1. I found the book in a Jewish district of Budapest, during the city-wide collection day of things cleared from attics and basements and taken out to the streets to be picked up by the city, late 2008.

2. I left the book with a friend of mine, a professor of law at English and Hungarian Universities, who arranged with me to leave it with Mult es Jovo, a well known publisher of Jewish related books in Budapest. We thought they would like to publish a facsimile of the book, and that they were well situated to find a trace of the family of Magda Adler, the girl whose book it was.

3. In early 2009, the professor's assistant retrieved the book from the publishing company which, though they would have liked to publish a facsimile, were having financial difficulties.

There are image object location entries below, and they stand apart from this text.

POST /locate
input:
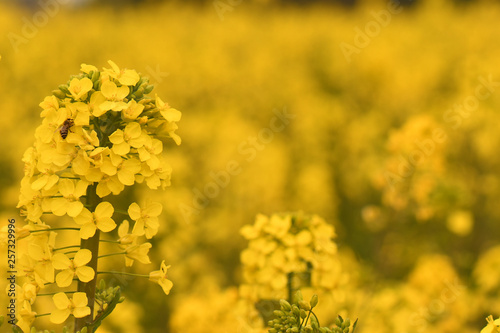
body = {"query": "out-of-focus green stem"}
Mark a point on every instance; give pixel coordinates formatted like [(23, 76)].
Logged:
[(91, 244)]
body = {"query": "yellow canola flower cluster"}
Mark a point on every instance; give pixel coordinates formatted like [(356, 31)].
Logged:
[(99, 128), (284, 248), (100, 132)]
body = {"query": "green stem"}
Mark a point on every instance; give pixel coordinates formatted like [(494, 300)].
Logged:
[(290, 287), (52, 229), (316, 318), (52, 294), (123, 273), (42, 315), (305, 322), (66, 247), (91, 244), (109, 241), (111, 254)]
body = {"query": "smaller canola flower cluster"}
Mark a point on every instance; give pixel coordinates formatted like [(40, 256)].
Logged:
[(100, 132), (284, 245)]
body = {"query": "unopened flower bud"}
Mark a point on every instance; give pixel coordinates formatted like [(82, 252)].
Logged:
[(305, 305), (314, 301), (285, 305)]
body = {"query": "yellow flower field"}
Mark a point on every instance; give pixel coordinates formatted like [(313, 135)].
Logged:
[(348, 153)]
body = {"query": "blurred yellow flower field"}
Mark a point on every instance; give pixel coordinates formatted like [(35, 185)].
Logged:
[(348, 153)]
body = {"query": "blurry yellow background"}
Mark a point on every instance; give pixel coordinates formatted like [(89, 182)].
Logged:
[(356, 124)]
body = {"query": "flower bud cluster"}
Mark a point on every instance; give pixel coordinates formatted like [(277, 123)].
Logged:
[(289, 244), (298, 317)]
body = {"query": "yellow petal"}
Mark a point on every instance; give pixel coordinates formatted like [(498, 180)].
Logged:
[(66, 187), (87, 230), (65, 278), (121, 149), (61, 261), (171, 114), (84, 217), (116, 137), (134, 211), (108, 89), (153, 209), (61, 301), (104, 209), (74, 208), (106, 224), (80, 300), (82, 257), (81, 312), (166, 285), (59, 316), (129, 77), (85, 273)]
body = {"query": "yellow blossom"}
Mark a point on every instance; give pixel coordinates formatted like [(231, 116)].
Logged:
[(137, 252), (160, 277), (73, 267), (128, 77), (132, 111), (114, 96), (79, 88), (493, 325), (146, 219), (131, 136), (100, 219), (77, 306), (26, 317)]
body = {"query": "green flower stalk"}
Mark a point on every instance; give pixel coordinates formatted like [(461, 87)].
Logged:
[(299, 317), (100, 132), (287, 251)]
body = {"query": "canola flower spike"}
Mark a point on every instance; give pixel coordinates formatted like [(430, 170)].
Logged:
[(99, 133), (287, 244)]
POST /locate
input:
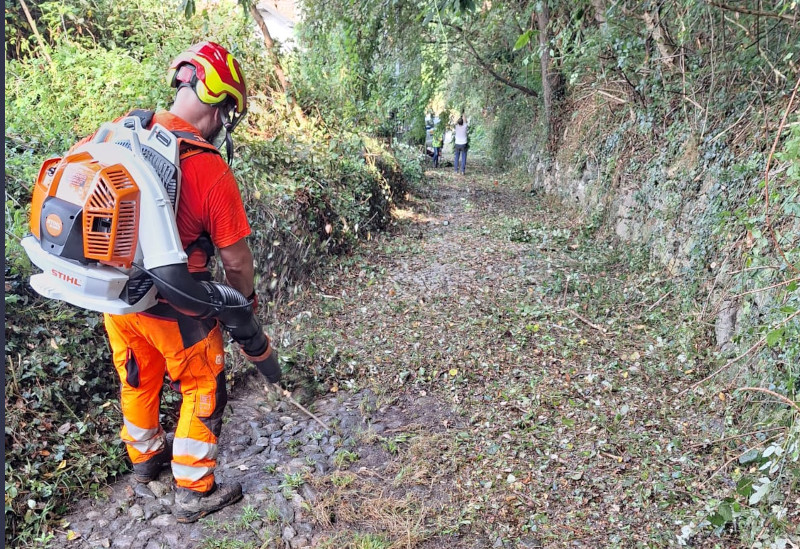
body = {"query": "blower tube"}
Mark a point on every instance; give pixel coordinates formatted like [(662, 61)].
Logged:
[(201, 299)]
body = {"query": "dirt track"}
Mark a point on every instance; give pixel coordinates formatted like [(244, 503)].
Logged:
[(492, 379)]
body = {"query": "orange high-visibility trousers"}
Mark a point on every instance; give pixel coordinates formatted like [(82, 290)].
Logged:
[(191, 352)]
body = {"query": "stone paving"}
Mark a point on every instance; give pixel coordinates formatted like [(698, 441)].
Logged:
[(272, 450)]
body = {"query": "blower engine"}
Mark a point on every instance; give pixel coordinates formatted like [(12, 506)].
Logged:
[(104, 234)]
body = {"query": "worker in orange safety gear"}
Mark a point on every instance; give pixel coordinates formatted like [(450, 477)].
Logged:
[(211, 98)]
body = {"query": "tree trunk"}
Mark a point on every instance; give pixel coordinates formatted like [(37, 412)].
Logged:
[(652, 21), (543, 19), (270, 44), (38, 36)]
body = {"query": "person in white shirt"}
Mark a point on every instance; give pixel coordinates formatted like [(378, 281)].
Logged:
[(461, 141)]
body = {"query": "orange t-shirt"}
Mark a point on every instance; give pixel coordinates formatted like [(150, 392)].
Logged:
[(210, 201)]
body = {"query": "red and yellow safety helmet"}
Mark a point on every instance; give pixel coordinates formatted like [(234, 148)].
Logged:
[(213, 73)]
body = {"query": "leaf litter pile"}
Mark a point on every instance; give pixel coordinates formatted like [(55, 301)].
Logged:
[(542, 370)]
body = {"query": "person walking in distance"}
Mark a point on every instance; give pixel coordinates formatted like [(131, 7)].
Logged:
[(210, 98), (461, 141), (437, 143)]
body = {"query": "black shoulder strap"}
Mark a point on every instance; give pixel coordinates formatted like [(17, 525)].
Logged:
[(145, 117)]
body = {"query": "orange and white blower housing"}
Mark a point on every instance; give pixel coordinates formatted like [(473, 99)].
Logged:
[(104, 233), (104, 207)]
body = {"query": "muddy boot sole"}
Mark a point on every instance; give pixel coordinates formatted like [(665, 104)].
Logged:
[(198, 507)]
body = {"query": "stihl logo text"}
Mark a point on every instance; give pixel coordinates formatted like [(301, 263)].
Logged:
[(66, 278)]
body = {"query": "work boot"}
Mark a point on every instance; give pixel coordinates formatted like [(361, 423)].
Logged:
[(149, 470), (191, 505)]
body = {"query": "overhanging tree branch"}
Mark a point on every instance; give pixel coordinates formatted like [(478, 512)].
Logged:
[(746, 11), (488, 68)]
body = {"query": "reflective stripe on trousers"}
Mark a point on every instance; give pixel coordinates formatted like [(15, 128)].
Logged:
[(145, 347)]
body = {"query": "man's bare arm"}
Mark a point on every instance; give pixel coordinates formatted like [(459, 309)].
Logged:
[(237, 260)]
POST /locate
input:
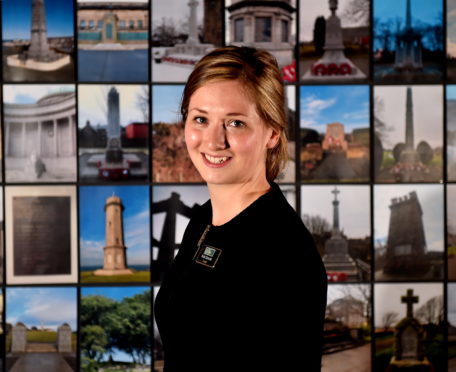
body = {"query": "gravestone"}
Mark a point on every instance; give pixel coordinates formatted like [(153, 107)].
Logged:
[(19, 338), (64, 339)]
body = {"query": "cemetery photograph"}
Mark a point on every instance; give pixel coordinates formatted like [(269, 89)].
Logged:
[(38, 40), (40, 133), (409, 327), (408, 232), (115, 329), (270, 25), (172, 208), (451, 230), (334, 41), (181, 38), (113, 39), (113, 133), (338, 217), (347, 328), (451, 40), (451, 132), (41, 335), (41, 234), (408, 124), (114, 234), (334, 133), (408, 41)]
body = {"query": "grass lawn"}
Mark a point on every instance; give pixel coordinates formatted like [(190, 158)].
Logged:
[(137, 277)]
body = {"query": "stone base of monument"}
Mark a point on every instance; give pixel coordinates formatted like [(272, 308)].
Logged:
[(110, 272), (31, 64), (410, 365)]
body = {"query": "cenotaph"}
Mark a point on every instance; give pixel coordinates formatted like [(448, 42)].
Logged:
[(408, 341), (39, 56), (115, 258), (334, 65), (336, 257)]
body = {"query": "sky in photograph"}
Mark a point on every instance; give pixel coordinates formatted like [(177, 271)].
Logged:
[(311, 9), (326, 104), (49, 307), (24, 94), (354, 206), (189, 195), (427, 114), (17, 18), (387, 298), (431, 201), (136, 222), (93, 103)]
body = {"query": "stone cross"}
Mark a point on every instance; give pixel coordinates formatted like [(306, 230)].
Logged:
[(409, 299)]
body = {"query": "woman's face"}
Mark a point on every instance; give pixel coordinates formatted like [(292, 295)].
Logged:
[(226, 139)]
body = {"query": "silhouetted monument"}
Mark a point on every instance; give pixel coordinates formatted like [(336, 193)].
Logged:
[(408, 340), (406, 246), (115, 258), (336, 258), (334, 63), (408, 46)]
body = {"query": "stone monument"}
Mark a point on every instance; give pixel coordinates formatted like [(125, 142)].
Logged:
[(19, 338), (336, 257), (64, 339), (39, 55), (408, 341), (334, 64), (115, 258), (408, 46), (406, 245)]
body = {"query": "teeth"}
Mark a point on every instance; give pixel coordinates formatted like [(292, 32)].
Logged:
[(216, 160)]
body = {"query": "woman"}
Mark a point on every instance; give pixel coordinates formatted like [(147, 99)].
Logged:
[(247, 290)]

4. The assistant sent the book to me UPS, with customs declaration as a manuscript notebook. It passed through Hungarian customs with no problem.

5. When I received the book, I took it over to the Simon Wiesenthal Center here in Los Angeles. I left it with the head librarian, who said she would look for a donor. I asked her also, while she had the book, to use the resources of the center to look for Magda Adler's family.

6. I put scans of most of the book's pages on the photography site flickr.com. Using genealogical sites, I contacted everyone I could find who had a Magda Alder in their family history, and referred them to the flickr.com site to see if they recognized any of the fifty or so names of people who had made entries in the book. I also telephoned the few living Magda Adlers I found listed in telephone directories.

7. I asked the Holocaust Museum in Washington D.C. to use their resources to look for Magda Adler and her family. They referred me to the Yad Vashem archive in Jerusalem and to the Shoah project here in Los Angeles.

8. The Shoah project found several mentions of Magda Adler in their recorded interviews, but none matched the required age range and place. The Yad Vashem archive in Jerusalem, searching their Shoah Victims database and their ITS (International Tracing Service) database at Arolsen found several Magda Adlers who had entered concentration camps, and one record, an entry questionnaire to the Dachau camp, fit all the requirements, and had a signature at the bottom that closely resembled the signature on the first page of the Memory Book.